Abstract
Forty-two patients treated for in situ vulvar cancer at two institutions participated in structured assessment interviews and completed questionnaires to examine postoperative sexual, marital, and psychological adjustment. Patient responses were compared with a matched sample of gynecologically healthy women. The results indicated a specific pattern of sexual disruption for the women treated for preinvasive disease. Sexual behavior patterns appeared to be maintained, as was the desire phase of the sexual response cycle. However, there was specific disruption of the phases of excitement and resolution and, to a lesser extent, orgasm. In addition to a two- to threefold increase in the frequency of sexual dysfunction, 30% of the sample was sexually inactive at follow-up. Although replication of these findings is necessary, this investigation suggests that sexual functioning correlates with the magnitude of treatment.

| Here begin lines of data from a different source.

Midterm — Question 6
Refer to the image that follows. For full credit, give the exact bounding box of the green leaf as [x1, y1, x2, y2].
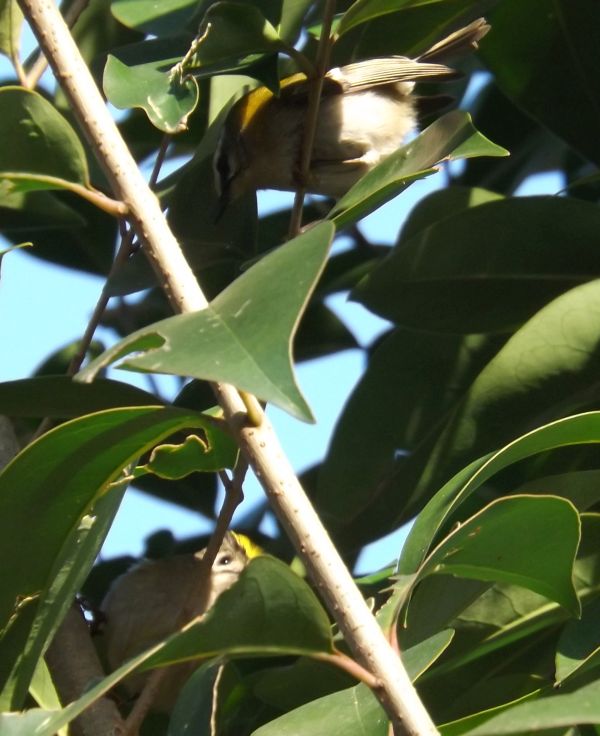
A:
[103, 40, 199, 133]
[252, 657, 355, 712]
[176, 0, 284, 74]
[408, 514, 600, 684]
[252, 684, 388, 736]
[110, 0, 198, 38]
[135, 422, 238, 480]
[333, 0, 495, 63]
[328, 110, 508, 228]
[481, 0, 600, 165]
[468, 681, 600, 736]
[0, 376, 160, 418]
[0, 0, 23, 60]
[398, 412, 600, 575]
[167, 662, 223, 736]
[390, 280, 600, 524]
[402, 629, 454, 682]
[316, 328, 501, 546]
[352, 196, 600, 333]
[556, 598, 600, 684]
[0, 485, 125, 705]
[419, 496, 581, 616]
[29, 659, 68, 720]
[0, 407, 223, 705]
[0, 708, 59, 736]
[248, 631, 453, 736]
[78, 222, 333, 421]
[0, 87, 89, 189]
[337, 0, 482, 36]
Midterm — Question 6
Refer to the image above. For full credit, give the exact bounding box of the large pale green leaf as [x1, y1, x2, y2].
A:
[0, 407, 223, 705]
[468, 680, 600, 736]
[482, 0, 600, 164]
[79, 222, 333, 421]
[111, 0, 311, 41]
[353, 197, 600, 333]
[419, 496, 581, 616]
[103, 40, 199, 133]
[328, 110, 508, 228]
[0, 87, 89, 189]
[399, 412, 600, 575]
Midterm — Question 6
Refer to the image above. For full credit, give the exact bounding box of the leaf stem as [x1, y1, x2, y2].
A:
[289, 0, 335, 240]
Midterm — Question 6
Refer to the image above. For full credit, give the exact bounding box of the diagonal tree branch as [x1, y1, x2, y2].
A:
[19, 0, 437, 735]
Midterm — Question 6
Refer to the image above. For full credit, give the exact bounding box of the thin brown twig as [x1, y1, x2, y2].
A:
[23, 0, 89, 89]
[289, 0, 335, 239]
[311, 651, 381, 690]
[30, 135, 171, 442]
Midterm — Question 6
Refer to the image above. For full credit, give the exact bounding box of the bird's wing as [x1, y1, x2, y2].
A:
[327, 56, 459, 92]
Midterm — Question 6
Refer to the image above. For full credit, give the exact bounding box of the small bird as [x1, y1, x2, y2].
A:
[100, 532, 262, 711]
[213, 18, 490, 211]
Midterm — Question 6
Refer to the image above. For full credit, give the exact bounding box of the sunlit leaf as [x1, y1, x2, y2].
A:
[0, 87, 89, 189]
[79, 223, 333, 421]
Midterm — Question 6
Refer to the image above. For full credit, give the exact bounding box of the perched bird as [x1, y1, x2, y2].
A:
[213, 18, 489, 211]
[101, 532, 262, 711]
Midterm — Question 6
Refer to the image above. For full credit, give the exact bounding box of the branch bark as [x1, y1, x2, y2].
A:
[19, 0, 437, 736]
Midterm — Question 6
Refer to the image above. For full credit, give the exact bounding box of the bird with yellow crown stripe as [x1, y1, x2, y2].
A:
[213, 18, 489, 211]
[100, 532, 263, 711]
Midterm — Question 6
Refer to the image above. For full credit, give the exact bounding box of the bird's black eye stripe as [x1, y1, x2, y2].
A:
[216, 151, 233, 182]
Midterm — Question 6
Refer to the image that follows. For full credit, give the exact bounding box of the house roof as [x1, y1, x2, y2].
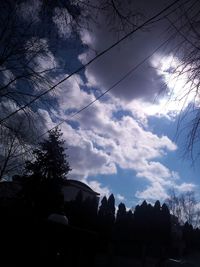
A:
[64, 179, 100, 196]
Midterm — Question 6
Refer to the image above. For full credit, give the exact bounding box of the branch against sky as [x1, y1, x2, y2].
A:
[0, 0, 199, 203]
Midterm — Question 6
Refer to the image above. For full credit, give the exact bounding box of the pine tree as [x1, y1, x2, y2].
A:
[25, 128, 71, 217]
[26, 128, 71, 180]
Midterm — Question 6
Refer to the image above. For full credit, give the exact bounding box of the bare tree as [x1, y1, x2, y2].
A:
[166, 190, 200, 227]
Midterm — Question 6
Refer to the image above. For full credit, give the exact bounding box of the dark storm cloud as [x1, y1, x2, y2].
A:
[79, 1, 192, 102]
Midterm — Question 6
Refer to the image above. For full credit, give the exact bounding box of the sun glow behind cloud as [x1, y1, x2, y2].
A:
[148, 54, 198, 118]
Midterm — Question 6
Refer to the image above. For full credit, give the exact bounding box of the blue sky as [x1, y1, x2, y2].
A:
[0, 0, 199, 207]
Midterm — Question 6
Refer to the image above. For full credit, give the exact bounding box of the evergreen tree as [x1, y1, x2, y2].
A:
[26, 128, 71, 180]
[116, 203, 126, 223]
[25, 128, 71, 217]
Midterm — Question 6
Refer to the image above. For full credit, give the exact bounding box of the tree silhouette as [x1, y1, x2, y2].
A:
[26, 128, 71, 180]
[25, 128, 71, 219]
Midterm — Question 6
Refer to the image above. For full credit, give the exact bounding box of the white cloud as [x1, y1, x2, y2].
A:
[135, 182, 168, 201]
[116, 194, 126, 201]
[174, 183, 196, 193]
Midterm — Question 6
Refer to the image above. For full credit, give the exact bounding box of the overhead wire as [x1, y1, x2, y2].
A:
[0, 0, 184, 124]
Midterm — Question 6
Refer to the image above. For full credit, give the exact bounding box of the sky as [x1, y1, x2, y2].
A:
[1, 0, 200, 208]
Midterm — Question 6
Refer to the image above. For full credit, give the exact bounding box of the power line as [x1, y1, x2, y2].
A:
[0, 0, 181, 124]
[0, 30, 183, 169]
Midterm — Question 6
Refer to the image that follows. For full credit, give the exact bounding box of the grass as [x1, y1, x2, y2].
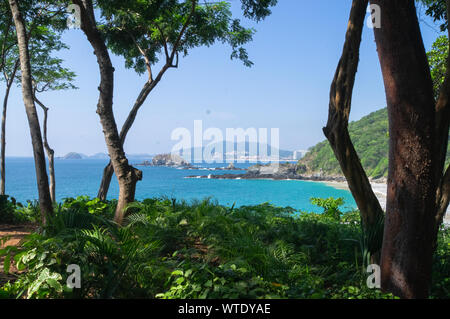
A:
[0, 197, 450, 299]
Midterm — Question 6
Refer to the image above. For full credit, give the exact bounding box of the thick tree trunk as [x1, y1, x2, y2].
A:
[0, 60, 20, 195]
[34, 94, 56, 203]
[73, 0, 142, 224]
[9, 0, 53, 225]
[324, 0, 384, 242]
[371, 0, 442, 298]
[97, 161, 114, 201]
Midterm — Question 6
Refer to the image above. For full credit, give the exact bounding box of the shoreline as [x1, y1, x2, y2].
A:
[320, 181, 450, 225]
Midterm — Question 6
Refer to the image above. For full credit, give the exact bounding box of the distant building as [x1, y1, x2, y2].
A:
[293, 150, 308, 160]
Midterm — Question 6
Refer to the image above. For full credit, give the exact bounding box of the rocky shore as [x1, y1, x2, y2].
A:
[187, 163, 345, 182]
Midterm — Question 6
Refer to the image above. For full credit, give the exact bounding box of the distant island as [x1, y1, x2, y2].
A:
[56, 152, 153, 161]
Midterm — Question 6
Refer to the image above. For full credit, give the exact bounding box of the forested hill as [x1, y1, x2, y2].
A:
[299, 108, 450, 178]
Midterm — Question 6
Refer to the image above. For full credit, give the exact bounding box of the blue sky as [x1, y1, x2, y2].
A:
[0, 0, 439, 156]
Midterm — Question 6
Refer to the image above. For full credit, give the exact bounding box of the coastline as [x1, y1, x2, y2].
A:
[320, 181, 450, 225]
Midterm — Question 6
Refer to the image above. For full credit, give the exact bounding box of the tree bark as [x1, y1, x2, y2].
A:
[0, 60, 20, 195]
[73, 0, 142, 224]
[9, 0, 53, 225]
[371, 0, 442, 298]
[34, 94, 56, 203]
[323, 0, 384, 239]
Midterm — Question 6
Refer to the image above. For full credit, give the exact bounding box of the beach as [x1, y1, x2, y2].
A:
[324, 181, 450, 225]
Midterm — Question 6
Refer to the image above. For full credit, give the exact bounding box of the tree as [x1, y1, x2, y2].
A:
[329, 0, 450, 298]
[0, 2, 20, 195]
[31, 55, 76, 203]
[0, 2, 75, 202]
[8, 0, 53, 224]
[74, 0, 276, 224]
[323, 0, 384, 262]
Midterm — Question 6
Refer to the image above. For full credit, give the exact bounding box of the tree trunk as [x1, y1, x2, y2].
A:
[0, 60, 20, 195]
[97, 81, 153, 201]
[97, 161, 114, 201]
[371, 0, 442, 298]
[73, 0, 142, 224]
[97, 71, 172, 201]
[323, 0, 384, 262]
[9, 0, 53, 225]
[34, 94, 56, 203]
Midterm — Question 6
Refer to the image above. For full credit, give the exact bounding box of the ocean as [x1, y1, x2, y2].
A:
[2, 158, 356, 213]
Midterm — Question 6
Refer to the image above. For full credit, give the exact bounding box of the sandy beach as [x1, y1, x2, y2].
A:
[324, 182, 450, 225]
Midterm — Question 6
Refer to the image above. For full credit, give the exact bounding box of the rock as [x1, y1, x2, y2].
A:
[63, 152, 83, 160]
[152, 154, 191, 167]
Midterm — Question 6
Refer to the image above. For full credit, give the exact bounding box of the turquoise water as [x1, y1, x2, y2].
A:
[6, 158, 356, 212]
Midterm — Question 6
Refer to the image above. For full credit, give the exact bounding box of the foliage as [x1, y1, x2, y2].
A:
[299, 109, 389, 178]
[98, 0, 277, 76]
[418, 0, 448, 32]
[0, 197, 450, 299]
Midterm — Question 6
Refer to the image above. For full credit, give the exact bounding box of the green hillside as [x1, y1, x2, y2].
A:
[299, 108, 450, 178]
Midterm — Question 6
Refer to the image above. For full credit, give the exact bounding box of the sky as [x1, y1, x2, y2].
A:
[0, 0, 440, 156]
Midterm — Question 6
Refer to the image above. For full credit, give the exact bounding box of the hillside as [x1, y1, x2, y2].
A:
[299, 108, 450, 178]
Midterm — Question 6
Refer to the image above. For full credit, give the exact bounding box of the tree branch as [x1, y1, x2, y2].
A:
[323, 0, 384, 228]
[435, 0, 450, 228]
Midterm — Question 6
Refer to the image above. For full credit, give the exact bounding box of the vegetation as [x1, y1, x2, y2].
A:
[299, 108, 389, 178]
[0, 197, 450, 299]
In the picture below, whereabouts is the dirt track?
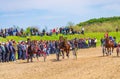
[0,47,120,79]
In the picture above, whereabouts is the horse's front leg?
[62,51,64,59]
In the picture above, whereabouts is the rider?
[104,32,108,38]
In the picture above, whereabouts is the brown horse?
[103,38,114,56]
[59,37,70,59]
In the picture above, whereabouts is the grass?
[0,32,120,46]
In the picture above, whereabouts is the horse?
[57,37,70,60]
[103,38,114,56]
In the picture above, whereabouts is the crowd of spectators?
[0,38,97,62]
[0,27,84,38]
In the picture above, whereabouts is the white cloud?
[0,0,119,12]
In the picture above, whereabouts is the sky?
[0,0,120,29]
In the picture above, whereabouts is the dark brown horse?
[103,38,114,56]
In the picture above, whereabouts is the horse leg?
[66,50,69,58]
[102,47,105,56]
[116,47,119,56]
[56,54,59,61]
[62,51,64,59]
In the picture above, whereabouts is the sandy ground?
[0,47,120,79]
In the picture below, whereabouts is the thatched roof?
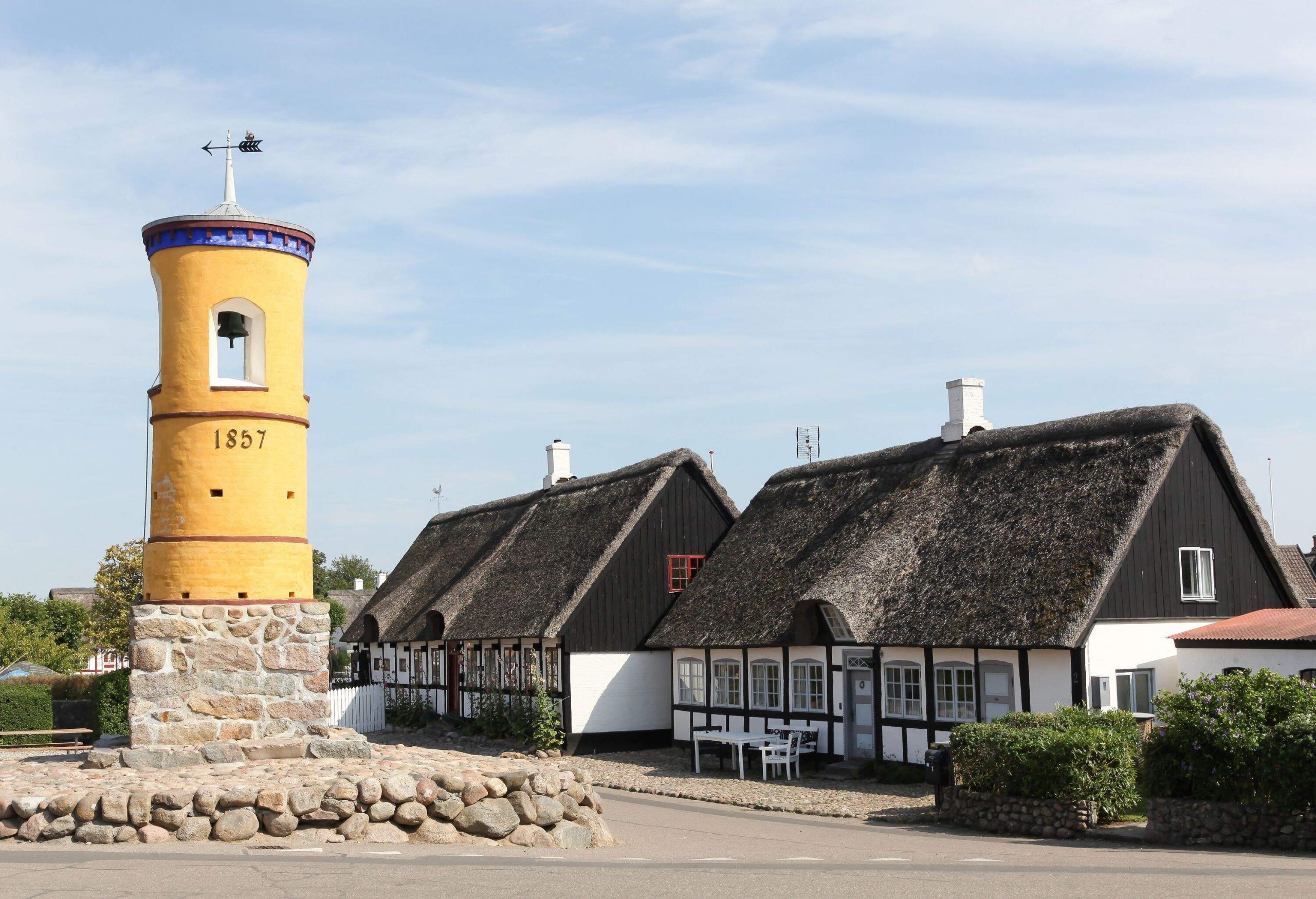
[342,449,737,643]
[649,406,1304,648]
[1275,544,1316,601]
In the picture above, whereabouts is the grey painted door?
[845,669,876,758]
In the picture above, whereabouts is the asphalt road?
[0,791,1316,899]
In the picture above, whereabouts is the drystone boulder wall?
[0,767,615,849]
[126,603,334,747]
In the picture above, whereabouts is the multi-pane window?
[937,665,978,721]
[714,658,741,706]
[1114,669,1156,714]
[886,662,923,718]
[1179,546,1216,603]
[667,556,704,594]
[543,646,562,690]
[749,658,782,708]
[791,659,827,712]
[677,658,704,706]
[821,603,854,640]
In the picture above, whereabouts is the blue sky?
[0,0,1316,592]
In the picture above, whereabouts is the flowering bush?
[1142,669,1316,804]
[950,708,1138,820]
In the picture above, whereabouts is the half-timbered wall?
[1098,430,1287,618]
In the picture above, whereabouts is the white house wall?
[570,652,671,733]
[1179,647,1316,678]
[1079,619,1213,711]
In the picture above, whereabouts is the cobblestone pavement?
[387,733,933,821]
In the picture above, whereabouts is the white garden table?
[691,730,783,781]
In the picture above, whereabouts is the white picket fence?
[329,683,385,733]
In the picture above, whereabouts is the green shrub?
[0,678,56,745]
[91,669,132,739]
[1142,669,1316,803]
[950,708,1140,820]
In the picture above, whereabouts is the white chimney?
[941,378,991,444]
[543,439,575,490]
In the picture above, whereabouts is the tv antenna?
[795,425,822,462]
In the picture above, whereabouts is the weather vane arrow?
[202,132,262,157]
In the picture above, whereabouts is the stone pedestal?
[127,603,329,746]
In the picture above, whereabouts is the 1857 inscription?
[214,428,265,449]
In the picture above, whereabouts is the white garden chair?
[758,732,800,781]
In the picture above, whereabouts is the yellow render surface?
[142,541,313,603]
[151,418,306,537]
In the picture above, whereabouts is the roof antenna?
[1266,455,1275,540]
[795,425,822,462]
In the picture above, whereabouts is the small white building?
[648,378,1307,762]
[1174,608,1316,681]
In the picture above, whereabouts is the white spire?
[224,132,238,205]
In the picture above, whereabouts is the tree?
[0,594,88,674]
[310,549,379,599]
[89,540,142,653]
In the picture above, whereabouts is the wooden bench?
[0,728,95,753]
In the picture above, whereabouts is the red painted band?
[146,535,310,544]
[150,409,310,428]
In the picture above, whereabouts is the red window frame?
[667,554,708,594]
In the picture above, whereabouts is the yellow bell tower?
[141,141,315,605]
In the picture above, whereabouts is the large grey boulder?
[453,799,521,840]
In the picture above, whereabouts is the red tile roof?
[1275,544,1316,599]
[1171,608,1316,643]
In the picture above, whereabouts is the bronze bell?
[218,312,249,349]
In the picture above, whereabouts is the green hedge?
[91,669,132,739]
[1142,669,1316,807]
[950,708,1141,820]
[0,678,56,745]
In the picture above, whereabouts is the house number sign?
[214,428,265,449]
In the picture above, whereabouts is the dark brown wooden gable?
[1096,430,1288,619]
[563,466,732,653]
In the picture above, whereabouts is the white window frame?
[818,603,854,643]
[791,658,827,712]
[882,662,923,720]
[677,655,704,706]
[1177,546,1216,603]
[749,658,782,711]
[933,662,978,721]
[714,658,745,708]
[1114,669,1156,714]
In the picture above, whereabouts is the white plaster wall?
[1028,649,1074,712]
[570,650,671,733]
[1079,619,1215,711]
[1179,646,1316,678]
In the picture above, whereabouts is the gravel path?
[384,733,933,821]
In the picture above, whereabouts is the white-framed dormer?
[211,296,267,387]
[1179,546,1216,603]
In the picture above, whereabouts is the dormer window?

The recent literature on intraepithelial neoplasia of the vulva has suggested that the incidence of this genital disease in women is increasing1 and that the age at diagnosis is lower than that for invasive vulvar cancer, occurring in the third or fourth decade rather than the sixth or seventh decade.2 In this context, concern about psychological and behavioral outcomes, particularly sexual functioning morbidity, has been raised.3–5 The original treatment for carcinoma in situ advocated by Knight6 was wide local excision, but many gynecologists have preferred to remove the entire vulva (ie, total or radical vulvectomy), arguing that the disease is preinvasive and frequently multicentric. However, this procedure incurs considerable emotional cost, as evidenced by substantial emotional and sexual disruption.7–10 Not only are responsiveness and intercourse disrupted, but the majority of the women and their partners abandon all sexual activity. These complications have led physicians to consider other approaches, provided that recurrence rates are not compromised.11 Surgical alternatives have included wide local excision of the lesion or a “skinning” procedure in which the vulvar skin is removed and replaced by a skin graft from a donor site.12 The primary nonsurgical approaches have included the topical use of chemotherapy or laser vaporization. Although the cosmetic and sexual results are believed to be optimal with these latter procedures, confirming data are not available.13,14
The present investigation evaluates the sexual and psychological outcomes after treatment, principally wide local excision or simple vulvectomy. Responses in these patients were compared with those of age- and menopausal status-matched healthy women seeking routine gynecologic examinations. The latter group was included to estimate the base rate of sexual functioning deficits that occur under normal health and life circumstances. We used an assessment strategy with previously demonstrated reliability, validity, and patient acceptability15 to document patient sexual and psychological outcomes and the extent of disease and magnitude of treatment.
Materials and Methods
We surveyed the tumor registry and the records of the Department of Obstetrics and Gynecology at two large midwest medical centers for cases of in situ vulvar disease treated from January 1975 through July 1983. Ninety-one patients were identified. Forty-four subjects were excluded from further study participation because of one or more of the following: significant sensory impairment (eg, deafness, blindness), history of diagnosed mental disorder, physical handicap, invasive cancer diagnosis before or after in situ diagnosis, presence of a colostomy, loss to follow-up, and death. The other 47 women were contacted by mail, and 42 (88%) agreed to participate. The patients ranged in age from 31–81 years (average 50.3 years). Treatments included laser or chemotherapy (N = 6), wide local excision (N = 26), simple/total vulvectomy (N = 9), and radical vulvectomy (N = 1). The length of time since treatment ranged from 14 months to ten years (average 5.2 years).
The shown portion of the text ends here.